David Ward

Personal information
- Full name: David Christopher Ward
- Born: 20 July 1981 (age 45) Brisbane, Queensland, Australia
- Batting: Right-handed
- Bowling: Right-arm medium
- Relations: Alan Ward (father)

Domestic team information
- 1999–2000: Derbyshire Cricket Board

Career statistics
| Competition | LA |
| Matches | 2 |
| Runs scored | 23 |
| Batting average | – |
| 100s/50s | 0/0 |
| Top score | 22* |
| Balls bowled | 102 |
| Wickets | 4 |
| Bowling average | 19.50 |
| 5 wickets in innings | 0 |
| 10 wickets in match | 0 |
| Best bowling | 2/31 |
| Catches/stumpings | 0/– |
- Source: Cricinfo, 15 October 2010

= David Ward (cricketer, born 1981) =

Australian-born English cricketer

David Christopher Ward (born 20 July 1981) is an Australian-born English former cricketer. Ward was a right-handed batsman who bowled right-arm medium pace. He was born at Brisbane, Queensland.

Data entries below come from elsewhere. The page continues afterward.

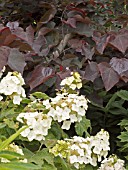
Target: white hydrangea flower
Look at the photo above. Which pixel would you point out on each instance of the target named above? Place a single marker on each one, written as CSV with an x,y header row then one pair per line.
x,y
82,150
11,85
66,108
38,125
2,71
73,82
112,163
14,148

Ward represented the Derbyshire Cricket Board in two List A cricket matches. These came against Wales Minor Counties in the 1999 NatWest Trophy and the Gloucestershire Cricket Board in the 2000 NatWest Trophy. In his 2 List A matches, he scored 23 with a high score of 22*. With the ball he took 4 wickets at a bowling average of 19.50, with best figures of 2/31.

==Family==
His father Alan played Test cricket for England as well as first-class cricket for Derbyshire and Leicestershire.